We can all likely recall who our sexual education/health class teacher was, what the classroom setting was, who we sat next to and the curriculum we were taught. Oh, and let’s not forget the videos which ranged from silly to seriously graphic. Do you remember the photos of the infections and diseases? Of course you do! Nobody can erase those images that were burned into our brains. What about the day you had to put a condom on a banana?
My point is, we remember and can recall so many detailed bits of information from our sex ed/health classes. My question is what are we doing today, in our adult lives to reflect those teachings and to protect ourselves and our partners from STI’s, STD’s, HIV and other health complications spread through sexual intercourse?
I talk a lot about the emotional aspect of sexual relationships and maintaining your mental/emotional health when it comes to your sex life. I want you to know that I care just as deeply about the physical aspect of sexual relationships and helping you to maintain your physical health while being sexually active as well.
Are you aware that there is a prescription medication available today for the prevention of HIV? I am speaking specifically of Truvada. Truvada is approved as a daily use for PrEP, which is described on hiv.gov, as “Pre-exposure prophylaxis (or PrEP) and is when people at very high risk for HIV take HIV medicines daily to lower their chances of getting infected.” Truvada is a daily medication used for HIV negative people who are at high risk for contracting HIV-whether from having an HIV positive partner(s), using injectable drugs (sharing needles), gay and bisexual men having regular anal sex (particularly without the use of condoms), women in a relationship with a bisexual man, HIV negative persons who have had an STD within 6 months and who are having unprotected sex (particularly anal sex) and heterosexual people who do not use condoms regularly or at all and are not aware of the HIV status of those they share sexual encounters with. According to HIV.gov, “Daily PrEP reduces the risk of getting HIV from sex by more than 90%. Among people who inject drugs, it reduces the risk by more than 70%. Your risk of getting HIV from sex can be even lower if you combine PrEP with condoms and other prevention methods.”
Prevention is key! I discovered while perusing the information on hiv.gov, that at the end of 2016, there were 36.7 million people living with HIV. 21% of those cases were children under the age of 15. Sadly, only 70% of people know they are HIV positive. That is a scary 30% of people (11 million individuals) you and I might be sexually active with, that have no idea they are positive and putting us at risk. This is why I am regularly tested and any partners I enjoy sex with must be tested and show me their results before the agreement is made to be sexually active with them. This is why I am going to talk to my Doctor about starting Truvada. I am a sexually active person, who has many partners, including bisexual men, and though I use condoms, I want to know that I am doing my part to fully protect myself as well as those partners I am with.
According to HIV.gov, “1 million people died from AIDS-related illnesses in 2016, bringing the total number of people who have died from AIDS-related illnesses since the start of the epidemic to 35.0 million.”

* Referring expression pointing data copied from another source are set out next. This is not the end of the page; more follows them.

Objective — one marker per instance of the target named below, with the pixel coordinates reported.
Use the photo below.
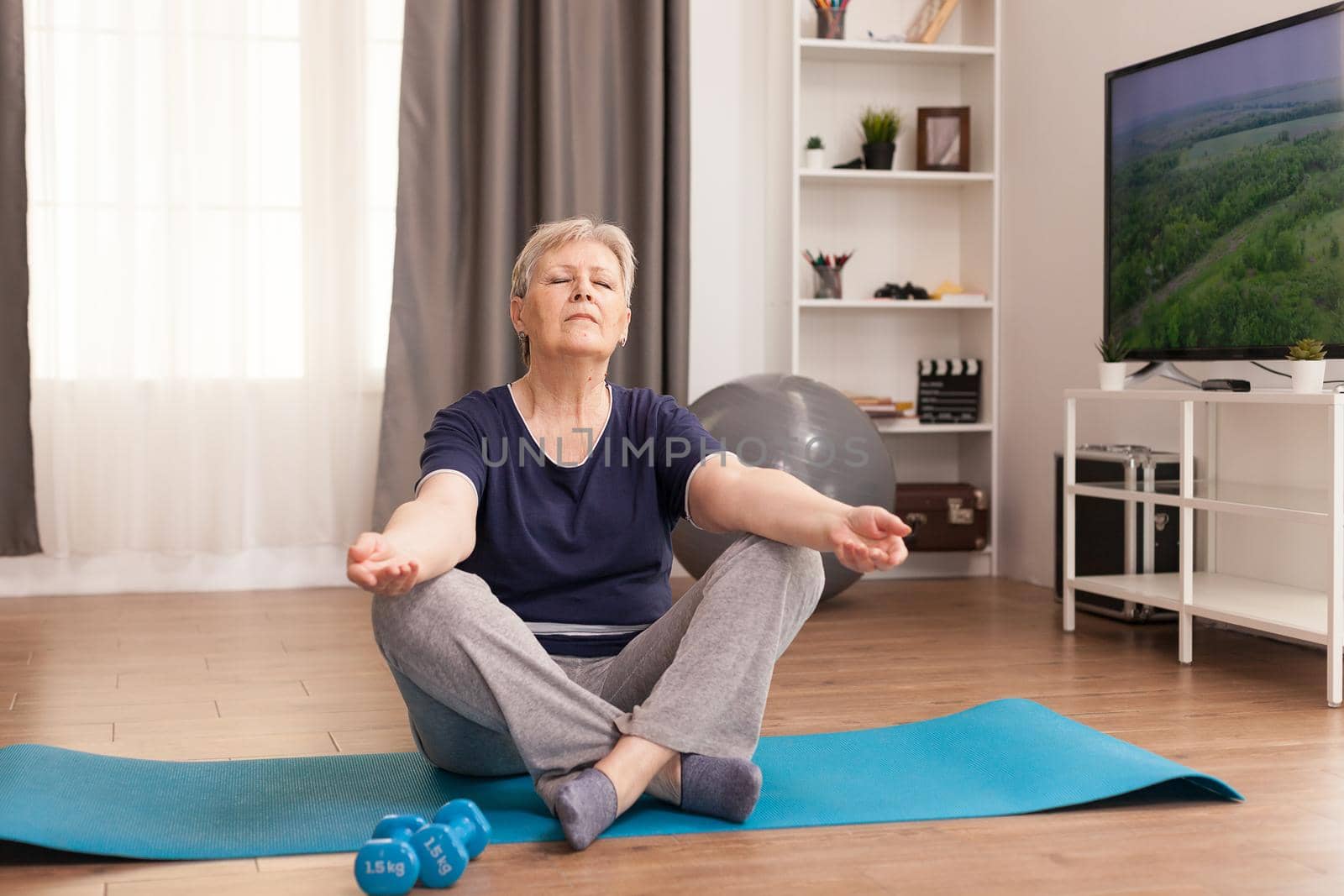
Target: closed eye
(564, 280)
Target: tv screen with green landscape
(1225, 195)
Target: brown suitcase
(945, 516)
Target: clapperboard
(949, 390)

Let’s change these numbers. We can do our part. We can protect ourselves, we can have discussions with peers and family members and partners and give them the knowledge of prevention methods such as Truvada, condoms, sexual health and well-being.
The American Sexual Health Association (http://www.ashasexualhealth.org/stdsstis/prevention-tips/) has 7 prevention tips to avoid contracting STD’s/STI’s. 1. Abstinence 2. Mutual monogamy 3. Communication 4. Get tested 5. Low risk and high risk activities 6. Barriers (such as condoms) 7. Avoid alcohol and recreational use (as these can alter decision making and lead to unprotected sex).
According to the CDC, there are an estimated number of 20 million new cases of STD’s in the United States each year. These numbers are outrageous and are preventable. While prevention is key, it may be too late for some. If you are aware that you do have an STI or STD or even that you are HIV positive, you can take precautions and prevent spreading it to partners you are sexually active with. For example, Webmd.com suggests to prevent giving an STD to someone else:
Stop having sex until you see a doctor and are treated.
Follow your doctor's instructions for treatment.
Use condoms whenever you have sex, especially with new partners.
Don't resume having sex unless your doctor says it's OK.
Return to your doctor to get rechecked.
Be sure your sex partner or partners also are treated.
Let’s stay sexy, but always stay sexually healthy. Communicate with your partners, get tested regularly, consider the HPV vaccine or starting Truvada if you believe you are at high risk. Take care of yourself and those you share your sexual experiences with.